Die wegen der Beschäftigung des Beigeladenen zu 1) für den Zeitraum vom 1.1.2010 bis zum 31.12.2013 nacherhobenen Pflichtbeiträge sind hiernach nicht verjährt. Denn die vierjährige Verjährung war zunächst gem. § 25 Abs. 2 SGB IV im Betriebsprüfungszeitraum vom 26.5.2014 bis zum Erlass des Bescheides vom 10.7.2015 gehemmt, woran sich die Hemmung gem. § 52 Abs. 1 Satz 1 SGB X bis zum Eintritt der Unanfechtbarkeit dieses Bescheides anschloss.

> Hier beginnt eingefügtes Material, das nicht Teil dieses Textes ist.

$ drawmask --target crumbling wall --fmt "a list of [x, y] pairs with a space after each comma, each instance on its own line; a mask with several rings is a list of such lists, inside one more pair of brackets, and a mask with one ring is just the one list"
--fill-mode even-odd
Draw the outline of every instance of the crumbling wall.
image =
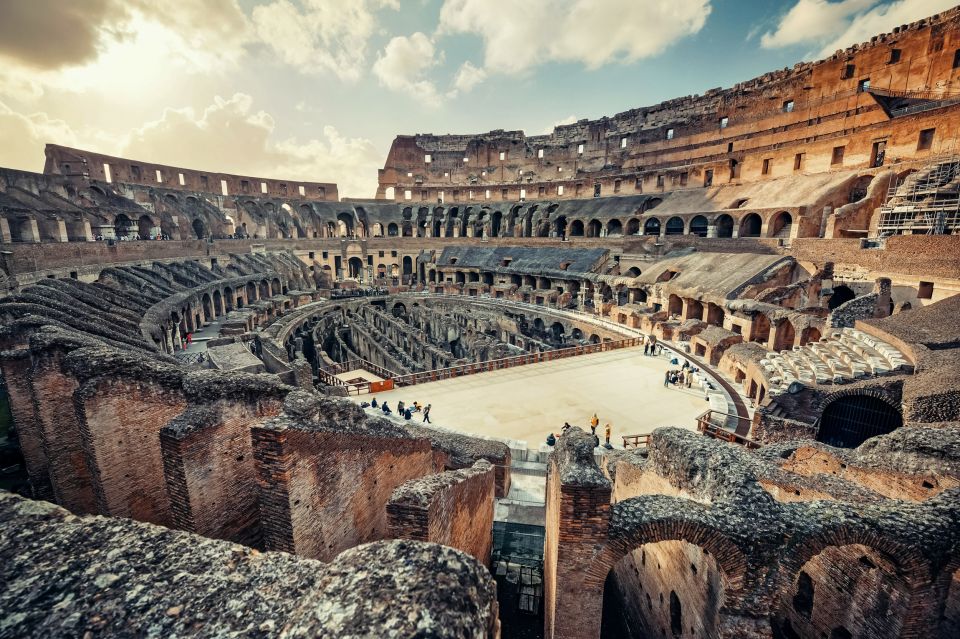
[[323, 564], [2, 491], [0, 602], [10, 637], [499, 636], [493, 578], [453, 548], [383, 541]]
[[394, 489], [433, 472], [428, 440], [345, 400], [297, 391], [252, 434], [267, 550], [329, 561], [385, 539]]
[[493, 544], [493, 466], [429, 475], [401, 484], [387, 503], [390, 536], [458, 548], [490, 563]]

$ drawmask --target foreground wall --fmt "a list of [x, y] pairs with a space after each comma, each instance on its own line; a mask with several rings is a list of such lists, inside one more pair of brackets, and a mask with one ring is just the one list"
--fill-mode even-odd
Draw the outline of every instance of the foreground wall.
[[10, 637], [499, 636], [490, 573], [452, 548], [380, 542], [322, 564], [2, 491], [0, 609]]

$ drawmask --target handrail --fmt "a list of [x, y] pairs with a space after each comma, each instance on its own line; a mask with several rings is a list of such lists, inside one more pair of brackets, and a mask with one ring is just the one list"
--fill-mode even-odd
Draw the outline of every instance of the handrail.
[[501, 359], [491, 359], [485, 362], [474, 362], [471, 364], [461, 364], [459, 366], [450, 366], [447, 368], [437, 368], [431, 371], [409, 373], [407, 375], [394, 377], [393, 382], [396, 386], [412, 386], [426, 382], [435, 382], [442, 379], [462, 377], [464, 375], [485, 373], [503, 368], [513, 368], [515, 366], [525, 366], [527, 364], [539, 364], [540, 362], [549, 362], [555, 359], [564, 359], [567, 357], [575, 357], [577, 355], [590, 355], [592, 353], [602, 353], [621, 348], [631, 348], [641, 344], [643, 344], [642, 337], [628, 337], [615, 342], [600, 342], [598, 344], [588, 344], [586, 346], [570, 346], [568, 348], [559, 348], [553, 351], [527, 353], [525, 355], [514, 355], [512, 357], [504, 357]]
[[639, 435], [623, 435], [624, 448], [646, 448], [650, 445], [652, 433], [641, 433]]
[[710, 418], [713, 413], [718, 415], [723, 415], [724, 417], [736, 417], [738, 420], [744, 419], [736, 415], [729, 415], [729, 413], [722, 413], [720, 411], [708, 410], [699, 417], [697, 417], [697, 430], [703, 433], [707, 437], [713, 439], [719, 439], [725, 442], [732, 442], [734, 444], [740, 444], [748, 449], [760, 448], [760, 444], [749, 437], [744, 437], [743, 435], [738, 435], [732, 430], [727, 430], [722, 426], [715, 424]]

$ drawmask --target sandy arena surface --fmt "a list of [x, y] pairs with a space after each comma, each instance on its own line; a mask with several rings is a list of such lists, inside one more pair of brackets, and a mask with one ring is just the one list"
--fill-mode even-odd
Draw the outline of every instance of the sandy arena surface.
[[[597, 433], [610, 423], [611, 443], [622, 435], [649, 433], [660, 426], [696, 428], [696, 417], [709, 408], [699, 388], [663, 386], [669, 357], [646, 357], [643, 348], [581, 355], [518, 366], [377, 393], [396, 409], [397, 401], [432, 404], [434, 424], [466, 433], [525, 440], [537, 448], [565, 421], [587, 428], [594, 412]], [[682, 365], [683, 360], [680, 360]], [[370, 395], [353, 397], [370, 401]], [[422, 418], [414, 414], [413, 419]]]

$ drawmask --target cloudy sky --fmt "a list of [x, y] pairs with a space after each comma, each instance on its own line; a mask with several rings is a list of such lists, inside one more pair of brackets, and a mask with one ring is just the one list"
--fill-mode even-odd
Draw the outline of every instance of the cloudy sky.
[[372, 197], [397, 134], [612, 115], [955, 0], [0, 0], [0, 166], [55, 142]]

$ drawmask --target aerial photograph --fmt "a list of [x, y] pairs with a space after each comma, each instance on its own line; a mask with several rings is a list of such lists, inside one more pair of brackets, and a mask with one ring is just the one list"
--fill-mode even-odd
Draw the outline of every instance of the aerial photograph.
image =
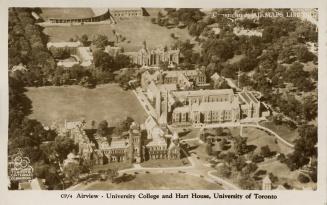
[[317, 19], [10, 7], [8, 189], [317, 190]]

d) Ein der Nachforderung von Beiträgen und Feststellung der Versicherungspflicht entgegenstehender Vertrauensschutz der Klägerin nach Art. 20 Abs. 3 Grundgesetz (GG) ist nicht ersichtlich. Aus dem Betriebsprüfungsbescheid vom 12.5.2010 (Prüfzeitraum 1.4.2006 bis 31.12.2009) ergeben sich keine Anhaltspunkte dafür, dass das Versicherungsverhältnis des Beigeladenen zu 1) oder die an diesen erbrachte Zahlungen einer Prüfung unterzogen worden wären. Nicht ausreichend hierfür ist, wenn der Haftungsbescheid des Finanzamtes T vom 23.11.2007 der Beklagten vorgelegen hat, ohne dass die Beklagte diesen zur Grundlage einer eigenen Regelung gemacht hat.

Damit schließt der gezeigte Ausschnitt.